April 25th, 1974, witnessed a remarkable turn of events. A military group of mostly officers, called the Movimento das Forças Armadas (MFA), had just fought in the Portuguese Colonial War in Africa and Asia. Both frustrated with the regime's policies and inspired by democratic ideals, they overthrew the authoritarian government in a swift revolution with remarkably few casualties, effectively ending Portugal's dictatorship.
The significance of April 25th lies not only in its role as the catalyst for Portugal's transition to democracy but also in its peaceful nature. Unlike many revolutions marked by violence and bloodshed, the Carnation Revolution was characterised by an atmosphere of camaraderie and unity between soldiers and civilians, with only four civilian deaths.
The Carnation Revolution derives its name from the iconic image of civilians placing red carnations in the barrels of soldiers' rifles—a symbolic gesture of peace and solidarity. This imagery embodies the non-violent spirit of the revolution and remains deeply ingrained in Portugal's collective memory.
Following the revolution, Portugal began a profound transformation. The country underwent rapid political, social, and economic reforms, including the drafting of a new democratic constitution and the granting of independence to its African colonies.
April 25th is a national holiday commemorated annually as Dia da Liberdade (Freedom Day). It serves as a reminder of the courage and determination of those who fought for a better future and the importance of safeguarding democratic principles.
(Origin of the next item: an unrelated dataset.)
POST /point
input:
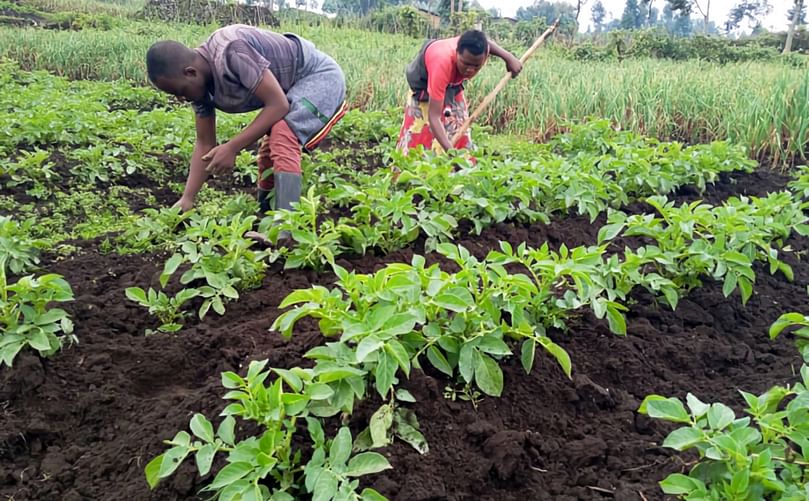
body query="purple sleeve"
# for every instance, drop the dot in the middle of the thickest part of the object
(245, 64)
Moreover, this day holds contemporary relevance as Portugal continues to uphold its democratic institutions and values, and can even serve as a source of inspiration for democratic movements worldwide, highlighting the power of peaceful resistance in effecting meaningful change.
These changes, however, are still underway. Portuguese people aren’t all on the same page about what change means. As little as 10 years ago, many young people in their 20s still thought protesting was illegal, for example, and would not speak out against low wages or indecent living conditions. These young adults were raised by parents who grew up in the Salazar regime and have its oppressive values and ideals still ingrained.
These values are also very clear in the machismo of many young men. Despite women raising the national level of education since the end of the regime (in the 1960s, over 40% of the population couldn’t read or write), this hasn’t translated to greater equality in all areas. Highly qualified professions are still dominated by men, and traditional gender roles are very much the norm, despite non-traditional views on marriage, divorce and sex, putting a heavy burden on women, especially in dual-career households.
But progress is nonetheless visible. Since 2010 female doctors have outnumbered male doctors, and the gender pay gap is being tackled through legislative and non-legislative measures such as the National Equal Pay Day. And although the gender pay gap remains very wide at the top, suggesting persistent discrimination, it has decreased in the lower and middle percentiles, to a national average of 11.9% in 2023 (compared to 12.7% for the EU).
For foreign visitors and residents in Portugal, understanding the significance of April 25th gives a better understanding of some of the issues the country faces, and an even greater appreciation for the changes it has already made since 1974.
Want to take your reading one step further? Answer the questions below or use the questions to discuss the article with someone else.
1. What symbolic gesture is associated with the Carnation Revolution?
2. Who established the Estado Novo regime, and when was it established?
3. What led to the discontent among the Portuguese population in the early 1970s?
4. What are some changes the country has undergone since the end of the dictatorship?
5. How does understanding the significance of April 25th contribute to a deeper appreciation of Portugal's history and culture?